Thursday, October 4, 2012

Fall fertilization

    With showers predicted for Thursday night and Friday morning, we ran over to our local fertilizer dealer Thursday morning and picked up a load of urea. Every Fall we apply 100 lbs of urea/acre (46 lbs. N/Ac.) as part of our regular fertilizer program. Our cost for this fertilizer application was $27.15/ Ac.
   Earlier this year (March), we applied both nitrogen and potassium fertilizers to our pecan groves at a cost of $80.66/Ac. That brings our annual investment for fertilizer applications to a total of $107.81/Ac. In 2012 we applied a total of 115 lbs. N/Ac. and 60 lbs. K/Ac. Later this Fall,  I estimate that we will harvest at least 1300 lbs. pecan per acre from our native pecans. Fertilizing pecans not only increases yield, but every since we've adopted the twice a year fertilizer program, we decreased alternate bearing. 

Tuesday, October 2, 2012

Hickory shuckworm

    Today I peeled back the shuck of a Maramec pecan and found a couple of hickory shuckworm larvae (photo above). The red arrows point to the head of one larvae and the tail of another. These caterpillars feed on the shucks of pecans leaving tell-tale black tunnels in the shuck. The tunneling seems to be concentrated near the base of the nut but you can find tunnels throughout the shuck.
     Hickory shuckworm is a minor pest in our northern pecan groves. Northern pecan cultivars fill their kernels and ripen their nuts faster than the shuckworm can destroy the shuck and cause economic damage. Hickory shuckworm populations are kept relatively low in well tended pecan groves because insecticides applied in August to control stink bugs and pecan weevils also control shuckworm.

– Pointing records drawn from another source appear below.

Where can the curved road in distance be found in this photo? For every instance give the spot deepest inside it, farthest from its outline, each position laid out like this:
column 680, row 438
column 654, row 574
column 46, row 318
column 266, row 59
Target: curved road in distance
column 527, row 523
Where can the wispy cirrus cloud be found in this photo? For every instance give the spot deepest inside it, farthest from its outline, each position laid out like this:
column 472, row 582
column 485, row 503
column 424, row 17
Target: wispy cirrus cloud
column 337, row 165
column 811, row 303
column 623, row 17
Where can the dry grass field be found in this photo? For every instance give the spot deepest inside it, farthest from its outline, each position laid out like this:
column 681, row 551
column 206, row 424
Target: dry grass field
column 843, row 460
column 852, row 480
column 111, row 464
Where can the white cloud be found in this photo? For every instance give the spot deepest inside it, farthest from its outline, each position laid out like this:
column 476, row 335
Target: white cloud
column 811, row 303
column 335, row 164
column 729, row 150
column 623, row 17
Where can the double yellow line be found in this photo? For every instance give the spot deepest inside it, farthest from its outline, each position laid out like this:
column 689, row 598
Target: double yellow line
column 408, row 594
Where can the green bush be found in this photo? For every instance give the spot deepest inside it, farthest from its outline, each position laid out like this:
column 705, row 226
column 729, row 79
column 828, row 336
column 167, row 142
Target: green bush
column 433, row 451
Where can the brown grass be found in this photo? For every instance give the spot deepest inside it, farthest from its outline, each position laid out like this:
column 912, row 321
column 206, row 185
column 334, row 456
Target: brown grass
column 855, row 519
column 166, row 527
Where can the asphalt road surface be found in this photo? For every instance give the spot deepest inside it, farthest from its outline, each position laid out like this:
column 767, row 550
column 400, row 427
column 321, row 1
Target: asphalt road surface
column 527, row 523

    Hickory shuckworm larvae are small white caterpillars with a red heads (photo at left). Note that these larvae are confined to the shuck and have well defined legs. Pecan weevil larvae are also white with red heads but are completely legless. Unlike shuckworm, pecan weevil larvae are usually found inside the shell of the nut. 

Monday, October 1, 2012

More cultivars split shuck by October 1st

    With many of our pecan cultivars already fully mature, I went out to search for those few cultivars that have yet to split their shucks. This morning I found three. Giles and St. Genevieve were just starting to split while Maramec was fully open. Here are this week's shuck-split photos.